Complete Combustion - which hydrocarbon will consume more O2

[RoboNerd]

Homework Statement

one gram of each of the following gases is introduced into a 10 L container at 25 degrees C

a) propane
b) ethane
c) methane
d) pentane

which gas will consume the greatest mass of oxygen upon complete combustion?

The solutions says that the right answer is D. I do not know why

Homework Equations

no equations. just chemical ones.

The Attempt at a Solution

My logic is that if I have greater number of moles of hydrocarbon, I will need more oxygen to consume.

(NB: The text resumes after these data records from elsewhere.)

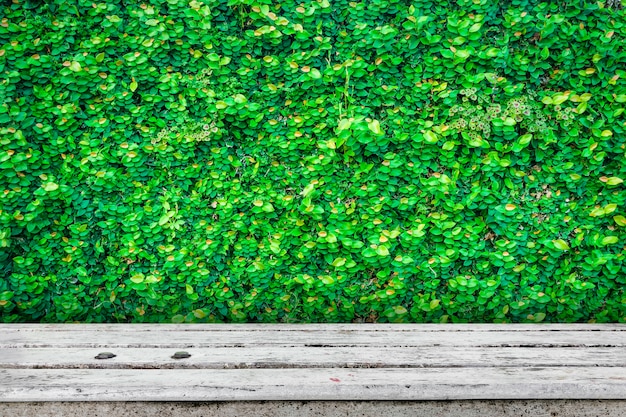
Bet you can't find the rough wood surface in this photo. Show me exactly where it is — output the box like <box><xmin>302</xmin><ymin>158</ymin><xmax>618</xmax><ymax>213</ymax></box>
<box><xmin>0</xmin><ymin>324</ymin><xmax>626</xmax><ymax>402</ymax></box>
<box><xmin>0</xmin><ymin>347</ymin><xmax>626</xmax><ymax>369</ymax></box>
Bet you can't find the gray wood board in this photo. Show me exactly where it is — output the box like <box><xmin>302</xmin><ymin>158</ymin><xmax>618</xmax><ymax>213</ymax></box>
<box><xmin>0</xmin><ymin>347</ymin><xmax>626</xmax><ymax>372</ymax></box>
<box><xmin>0</xmin><ymin>325</ymin><xmax>626</xmax><ymax>349</ymax></box>
<box><xmin>0</xmin><ymin>367</ymin><xmax>626</xmax><ymax>402</ymax></box>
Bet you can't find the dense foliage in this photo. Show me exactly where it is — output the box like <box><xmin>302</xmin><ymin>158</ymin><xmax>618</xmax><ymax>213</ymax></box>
<box><xmin>0</xmin><ymin>0</ymin><xmax>626</xmax><ymax>322</ymax></box>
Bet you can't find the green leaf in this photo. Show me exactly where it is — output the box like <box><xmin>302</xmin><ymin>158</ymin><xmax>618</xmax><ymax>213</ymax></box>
<box><xmin>602</xmin><ymin>236</ymin><xmax>619</xmax><ymax>246</ymax></box>
<box><xmin>376</xmin><ymin>245</ymin><xmax>389</xmax><ymax>256</ymax></box>
<box><xmin>552</xmin><ymin>239</ymin><xmax>569</xmax><ymax>251</ymax></box>
<box><xmin>331</xmin><ymin>258</ymin><xmax>346</xmax><ymax>268</ymax></box>
<box><xmin>130</xmin><ymin>274</ymin><xmax>144</xmax><ymax>284</ymax></box>
<box><xmin>42</xmin><ymin>182</ymin><xmax>59</xmax><ymax>192</ymax></box>
<box><xmin>367</xmin><ymin>120</ymin><xmax>385</xmax><ymax>136</ymax></box>
<box><xmin>69</xmin><ymin>61</ymin><xmax>83</xmax><ymax>72</ymax></box>
<box><xmin>337</xmin><ymin>119</ymin><xmax>352</xmax><ymax>131</ymax></box>
<box><xmin>424</xmin><ymin>130</ymin><xmax>439</xmax><ymax>143</ymax></box>
<box><xmin>613</xmin><ymin>216</ymin><xmax>626</xmax><ymax>227</ymax></box>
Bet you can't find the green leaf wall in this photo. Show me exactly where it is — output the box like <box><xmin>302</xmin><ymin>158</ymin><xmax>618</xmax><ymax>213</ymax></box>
<box><xmin>0</xmin><ymin>0</ymin><xmax>626</xmax><ymax>322</ymax></box>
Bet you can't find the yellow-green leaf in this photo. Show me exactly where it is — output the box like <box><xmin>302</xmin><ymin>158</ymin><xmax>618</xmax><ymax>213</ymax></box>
<box><xmin>613</xmin><ymin>216</ymin><xmax>626</xmax><ymax>227</ymax></box>
<box><xmin>331</xmin><ymin>258</ymin><xmax>346</xmax><ymax>268</ymax></box>
<box><xmin>602</xmin><ymin>236</ymin><xmax>619</xmax><ymax>246</ymax></box>
<box><xmin>552</xmin><ymin>239</ymin><xmax>569</xmax><ymax>250</ymax></box>
<box><xmin>367</xmin><ymin>120</ymin><xmax>385</xmax><ymax>136</ymax></box>
<box><xmin>43</xmin><ymin>182</ymin><xmax>59</xmax><ymax>192</ymax></box>
<box><xmin>424</xmin><ymin>130</ymin><xmax>439</xmax><ymax>143</ymax></box>
<box><xmin>70</xmin><ymin>61</ymin><xmax>83</xmax><ymax>72</ymax></box>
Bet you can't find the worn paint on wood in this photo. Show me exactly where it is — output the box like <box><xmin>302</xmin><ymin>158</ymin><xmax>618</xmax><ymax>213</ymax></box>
<box><xmin>0</xmin><ymin>324</ymin><xmax>626</xmax><ymax>402</ymax></box>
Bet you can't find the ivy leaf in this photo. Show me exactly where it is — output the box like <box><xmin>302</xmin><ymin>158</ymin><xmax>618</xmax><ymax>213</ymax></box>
<box><xmin>552</xmin><ymin>239</ymin><xmax>569</xmax><ymax>251</ymax></box>
<box><xmin>367</xmin><ymin>120</ymin><xmax>385</xmax><ymax>136</ymax></box>
<box><xmin>613</xmin><ymin>216</ymin><xmax>626</xmax><ymax>227</ymax></box>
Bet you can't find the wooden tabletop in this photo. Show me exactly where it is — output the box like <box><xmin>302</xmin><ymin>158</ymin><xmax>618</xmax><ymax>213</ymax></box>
<box><xmin>0</xmin><ymin>324</ymin><xmax>626</xmax><ymax>402</ymax></box>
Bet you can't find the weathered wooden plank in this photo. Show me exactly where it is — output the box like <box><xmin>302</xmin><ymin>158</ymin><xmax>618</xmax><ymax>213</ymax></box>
<box><xmin>0</xmin><ymin>325</ymin><xmax>626</xmax><ymax>349</ymax></box>
<box><xmin>0</xmin><ymin>347</ymin><xmax>626</xmax><ymax>373</ymax></box>
<box><xmin>0</xmin><ymin>367</ymin><xmax>626</xmax><ymax>402</ymax></box>
<box><xmin>0</xmin><ymin>323</ymin><xmax>626</xmax><ymax>334</ymax></box>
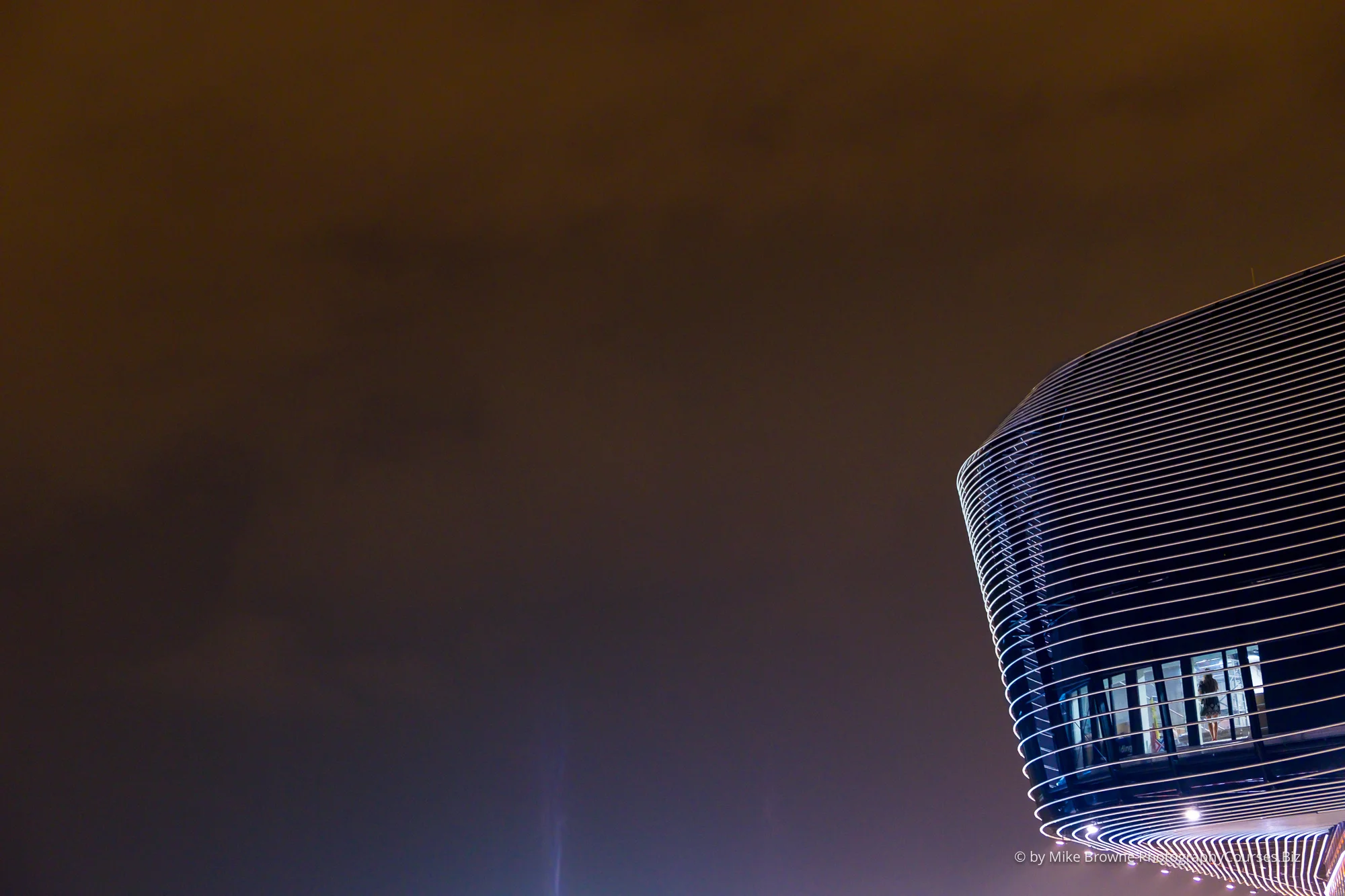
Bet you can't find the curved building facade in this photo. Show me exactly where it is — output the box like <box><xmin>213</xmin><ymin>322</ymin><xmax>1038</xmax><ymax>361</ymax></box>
<box><xmin>958</xmin><ymin>253</ymin><xmax>1345</xmax><ymax>895</ymax></box>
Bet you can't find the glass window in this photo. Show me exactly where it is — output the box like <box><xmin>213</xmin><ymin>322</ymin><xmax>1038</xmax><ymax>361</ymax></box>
<box><xmin>1063</xmin><ymin>685</ymin><xmax>1092</xmax><ymax>768</ymax></box>
<box><xmin>1190</xmin><ymin>653</ymin><xmax>1233</xmax><ymax>744</ymax></box>
<box><xmin>1224</xmin><ymin>650</ymin><xmax>1252</xmax><ymax>740</ymax></box>
<box><xmin>1163</xmin><ymin>659</ymin><xmax>1188</xmax><ymax>749</ymax></box>
<box><xmin>1135</xmin><ymin>666</ymin><xmax>1167</xmax><ymax>754</ymax></box>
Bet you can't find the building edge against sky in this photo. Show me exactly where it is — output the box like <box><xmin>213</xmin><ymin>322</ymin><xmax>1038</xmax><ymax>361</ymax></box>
<box><xmin>958</xmin><ymin>258</ymin><xmax>1345</xmax><ymax>896</ymax></box>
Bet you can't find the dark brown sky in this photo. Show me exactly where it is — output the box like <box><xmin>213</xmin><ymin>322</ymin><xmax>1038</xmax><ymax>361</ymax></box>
<box><xmin>0</xmin><ymin>0</ymin><xmax>1345</xmax><ymax>896</ymax></box>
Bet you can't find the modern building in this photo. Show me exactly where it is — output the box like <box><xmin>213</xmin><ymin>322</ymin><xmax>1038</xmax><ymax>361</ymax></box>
<box><xmin>958</xmin><ymin>258</ymin><xmax>1345</xmax><ymax>896</ymax></box>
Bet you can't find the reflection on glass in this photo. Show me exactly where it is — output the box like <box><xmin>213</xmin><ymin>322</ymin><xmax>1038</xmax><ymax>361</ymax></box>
<box><xmin>1163</xmin><ymin>659</ymin><xmax>1188</xmax><ymax>749</ymax></box>
<box><xmin>1224</xmin><ymin>650</ymin><xmax>1252</xmax><ymax>740</ymax></box>
<box><xmin>1190</xmin><ymin>653</ymin><xmax>1233</xmax><ymax>744</ymax></box>
<box><xmin>1247</xmin><ymin>645</ymin><xmax>1270</xmax><ymax>737</ymax></box>
<box><xmin>1104</xmin><ymin>676</ymin><xmax>1131</xmax><ymax>756</ymax></box>
<box><xmin>1064</xmin><ymin>685</ymin><xmax>1092</xmax><ymax>768</ymax></box>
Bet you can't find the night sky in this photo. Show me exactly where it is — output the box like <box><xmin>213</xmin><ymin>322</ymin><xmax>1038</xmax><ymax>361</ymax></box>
<box><xmin>0</xmin><ymin>0</ymin><xmax>1345</xmax><ymax>896</ymax></box>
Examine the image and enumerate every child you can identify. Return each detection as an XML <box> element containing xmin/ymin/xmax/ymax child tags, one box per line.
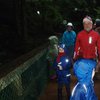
<box><xmin>54</xmin><ymin>44</ymin><xmax>71</xmax><ymax>100</ymax></box>
<box><xmin>70</xmin><ymin>59</ymin><xmax>97</xmax><ymax>100</ymax></box>
<box><xmin>47</xmin><ymin>36</ymin><xmax>58</xmax><ymax>80</ymax></box>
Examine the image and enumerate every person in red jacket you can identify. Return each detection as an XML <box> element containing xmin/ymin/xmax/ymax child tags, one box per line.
<box><xmin>74</xmin><ymin>16</ymin><xmax>100</xmax><ymax>69</ymax></box>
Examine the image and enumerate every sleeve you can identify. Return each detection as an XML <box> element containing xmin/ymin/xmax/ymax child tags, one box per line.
<box><xmin>61</xmin><ymin>57</ymin><xmax>72</xmax><ymax>70</ymax></box>
<box><xmin>97</xmin><ymin>35</ymin><xmax>100</xmax><ymax>62</ymax></box>
<box><xmin>73</xmin><ymin>34</ymin><xmax>80</xmax><ymax>60</ymax></box>
<box><xmin>53</xmin><ymin>59</ymin><xmax>57</xmax><ymax>70</ymax></box>
<box><xmin>61</xmin><ymin>32</ymin><xmax>65</xmax><ymax>43</ymax></box>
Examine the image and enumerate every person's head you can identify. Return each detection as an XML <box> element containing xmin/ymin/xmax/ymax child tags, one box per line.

I thus thought that since methane has a lesser molar mass, we have greater moles, so we will need greater moles [which leads to a higher mass] of O2 gas needed.

Could anyone please advise on how to solve this?

Thanks!

 

[Ygggdrasil]

Start with writing out balanced chemical equations for the complete combustion of each of these hydrocarbons.

 

[RoboNerd]

OK.

My equations are as following

• propane: C3H8 + 5O2 --> 3CO2 + 4H2O
• ethane: 2C2H6 + 7O2 ----> 4CO2 + 6H2O
• CH4 + 2O2 ---> Co2 + 2H2O
• C5H12 + 8O2 ----> 5CO2 + 6H2O

I believe these equations are correct. right?

I just did some stoichiometry with approximate values, and I got 0.111 moles of O2 needed to combust the hydrocarbon in answer D.

My other calculated numbers are:
a) 0.1136 mol O2 needed
b) 0.1167 mol o2 needed
c) 0.125 mol o2 needed
d) 0.111 mol o2 needed.

So far, it seems that the hydrocarbon in answer d does not have the maximum need for O2 moles.

Could I have made an algebraic error?

For example, a sample calculation for my number for part A is:

(1 g C3H8)/(44 g C3H8) * ( 5 mol O2 / 1 mol C3H8) = 0.1136.

I could be wrong.

Please advise and thanks for your help!

 

[Ygggdrasil]

I did the calculations as well and got the same numbers as you. The answer should be C (methane), and the book is probably wrong.

 

[RoboNerd]

Wow. This seems really strange.

Thanks so much for the help!